Neue Propagandabühne für Al-Sisi

Ägypten ließ sich am Donnerstag für die kommenden zwei Jahre für einen der zehn nichtständigen Sitze in den Sicherheitsrat der Vereinten Nationen (UN) wählen. Wenig überraschend, schließlich trat das Land für den Sitz in dem Gremium ohne Gegenkandidatur an. Ägypten im UN-Sicherheitsrat? Dies ist nicht die erste und wird nicht die letzte schlechte Wahl für einen derart einflussreichen Posten in der UN sein, doch zeigt sie wie unfähig die Organisation geworden ist ihre Mitglieder auf Linie der UN-Menschenrechtscharta und anderer international bindender Verträge zu trimmen. Denn Ägypten schert sich wenig um deren Inhalte.

Systematische Menschenrechtsverletzungen sind weiterhin an der Tagesordnung am Nil. Die Bekenntnisse der ägyptischen Führung zu Presse- und Meinungsfreiheit sind allenfalls Makulatur. Im Land herrscht auch 27 Monate nach dem gewaltsamen Sturz von Expräsident Mohamed Mursi ein Klima der Einschüchterung, der Denunziation Andersdenkender, der Angst. Politisch motivierte Staatsgewalt gehört weiter zum Alltag. Zwar bekommt das Land erstmals seit 2012 in Kürze wieder ein gewähltes Parlament, doch auch dies wird die Monopolisierung politischer Macht durch Armee und Staatschef Abdel Fattah Al-Sisi nicht aufhalten.

Nach der Wahl in den Sicherheitsrat erklärte der Sprecher des ägyptischen Außenministeriums, Ahmed Abu Zeid, sein Land werde sich „energisch“ für die Interessen afrikanischer und arabischer Staaten einsetzen. Gewiss, das wird es. Aber wird es sich auch bemühen, Frieden und Sicherheit in der Welt zu unterstützen und die Grundsätze der Charta der Vereinten Nationen zu wahren, so wie es Abu Zeid darlegte? Wohl kaum. Kairos Beteiligung an der von Saudi-Arabien forcierten Militärintervention im Bürgerkriegsland Jemen sowie das aktive militärische Eingreifen in den Krieg im Nachbarland Libyen spricht eine andere Sprache. Auch das erbarmungslose Vorgehen gegen die islamistische Muslimbruderschaft und die mit ihr verbündeten Kräfte im Land ist nicht grade hilfreich dabei, Ägypten langfristig zu stabilisieren. Ganz im Gegenteil. Präsident Al-Sisi führt das Land zurück in eine Militärdiktatur autokratischer Prägung.

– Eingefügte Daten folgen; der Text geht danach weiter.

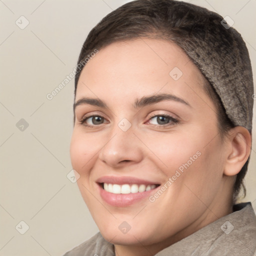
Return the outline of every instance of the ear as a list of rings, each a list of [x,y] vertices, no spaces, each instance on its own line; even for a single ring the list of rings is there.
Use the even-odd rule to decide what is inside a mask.
[[[246,128],[237,126],[229,132],[228,143],[229,146],[224,174],[233,176],[240,172],[249,158],[252,136]]]

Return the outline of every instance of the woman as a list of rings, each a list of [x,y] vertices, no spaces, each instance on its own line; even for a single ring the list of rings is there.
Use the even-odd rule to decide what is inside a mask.
[[[75,88],[71,160],[100,232],[66,256],[254,255],[255,214],[236,204],[252,75],[222,17],[172,0],[126,4],[89,34]]]

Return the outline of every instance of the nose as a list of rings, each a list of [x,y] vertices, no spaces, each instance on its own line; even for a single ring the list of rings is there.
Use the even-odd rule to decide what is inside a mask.
[[[140,162],[143,158],[142,142],[134,132],[132,127],[124,132],[116,126],[110,132],[99,158],[112,168]]]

Ägyptens Terrorproblem, das eine Annäherung Kairos an den Westen vor dem Hintergrund der geopolitischen Bedeutung des Suezkanals und seiner gemeinsamen Grenze zu Israel, überhaupt erst möglich gemacht hat, hat sich schließlich erst seit Al-Sisis Machtübernahme signifikant verstärkt. Extremismus und Gewaltbereitschaft von Teilen der islamistischen Opposition sind hausgemacht und konnten sich dank Al-Sisis Eskalationsstrategie derart schnell ausbreiten. Al-Sisi ist kein Bollwerk gegen den Terror, nein, seine Politik verstärkt die Terrorbedrohung in der Region.

Doch viel wichtiger ist in diesem Zusammenhang die Motivation Ägyptens sich erneut als Führungsmacht in der arabischen Welt zu gebären. Hier geht es nicht nur darum, den im Land ausgeprägten Nationalstolz zu bedienen und damit in Ägypten selbst Öffentlichkeitsarbeit für die herrschende Klasse zu betreiben. Kairos Regenten wollen die UN als Propagandabühne nutzen, genauso wie es Al-Sisi und seine Entourage im Zuge ihres Staatsbesuchs in Berlin im Sommer 2015 vorgemacht haben. Ägypten will seinen internationale Ruf restaurieren. Partner des Westens im Anti-Terror-Kampf, eigene Truppen im Jemen und jetzt ein Sitz im UN-Sicherheitsrat. Ägypten will wieder eine Rolle auf dem internationalen Parkett spielen und die UN lässt sich dafür derzeit ungehindert einspannen und instrumentalisieren.